I’m working on a solver for Sudoku, and happened to start writing it in Javascript (since just about everything else I’m doing these days in in that language). You can call it JScript, or ECMAScript, too. Same thing. To tell the truth, I very much like the language. The main problem is, it’s not fast, and although it seems that the actual problem I’m solving should (with the application of appropriate logic) be computationally very light, it bogs down the browser enough that the program is periodically interrupted with an “a script on this page is running slowly… would you like to continue running scripts?” message. I figured I could crank this program out right off the bat as a Web-page embedded Javascript, but debugging is a bit tough in that context, so perhaps it’s back to the drawing board. And yet, my program is 90% done. Come on brain, you can do it. Although it would be “easy” in C, part of the challenge lies in building an efficient algorithm that’ll yet work in a slow language like Javascript.
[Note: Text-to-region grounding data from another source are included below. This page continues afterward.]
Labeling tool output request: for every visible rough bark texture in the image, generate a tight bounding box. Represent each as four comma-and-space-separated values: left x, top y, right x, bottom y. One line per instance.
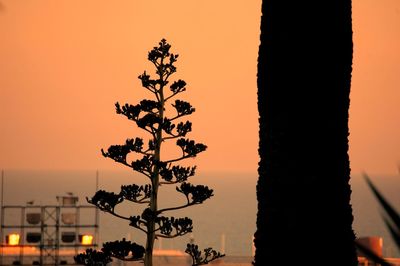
254, 1, 358, 265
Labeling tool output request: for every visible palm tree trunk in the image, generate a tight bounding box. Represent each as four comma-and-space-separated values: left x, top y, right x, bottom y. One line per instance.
254, 1, 358, 265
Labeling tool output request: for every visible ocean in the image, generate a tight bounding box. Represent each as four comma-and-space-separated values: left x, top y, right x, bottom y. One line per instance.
0, 170, 399, 258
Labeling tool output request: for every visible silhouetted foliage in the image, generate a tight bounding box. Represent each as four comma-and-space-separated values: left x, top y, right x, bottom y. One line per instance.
75, 239, 145, 265
355, 173, 400, 266
102, 239, 145, 261
75, 39, 223, 266
185, 244, 225, 266
74, 249, 112, 266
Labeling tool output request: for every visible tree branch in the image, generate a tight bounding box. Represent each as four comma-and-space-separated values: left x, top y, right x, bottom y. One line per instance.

Also, check out “websudoku.com”:http://www.websudoku.com/, where they actually advertise puzzle-generation services for people who want to construct a book. Seems to me, once you have a solver program, actually generating puzzles should be a piece of cake. Method for generating puzzles: Take a completely filled-in Sudoku board, and “shuffle” it. Then start randomly removing numbers to create holes, and each time you remove a number, run a solver pass on the board. When you finally remove a number and the solver no longer can finds a solution, the game is ready. We can also control the “depth” the solver is allowed to search, so by setting the depth to something very shallow, we can make easy puzzles, and so on.
By “shuffle”, above, I mean that I’m sure there are a set of invariants by which applying them in the right order, any board can be transformed into any other board. For example, we could:
(a) Swap any row in sets [1-3],[4-6],[7-9] with another row in the same set.
(b) Swap any column with another column in the same manner.
(c) Exchange all of number X with all of number Y throughout the board.
Maybe that’s enough, in which case, only a small number of original puzzles of different “prototypes” are actually needed, and then they can be transformed into many other puzzles which seem completely different, but are really “topologically” the same.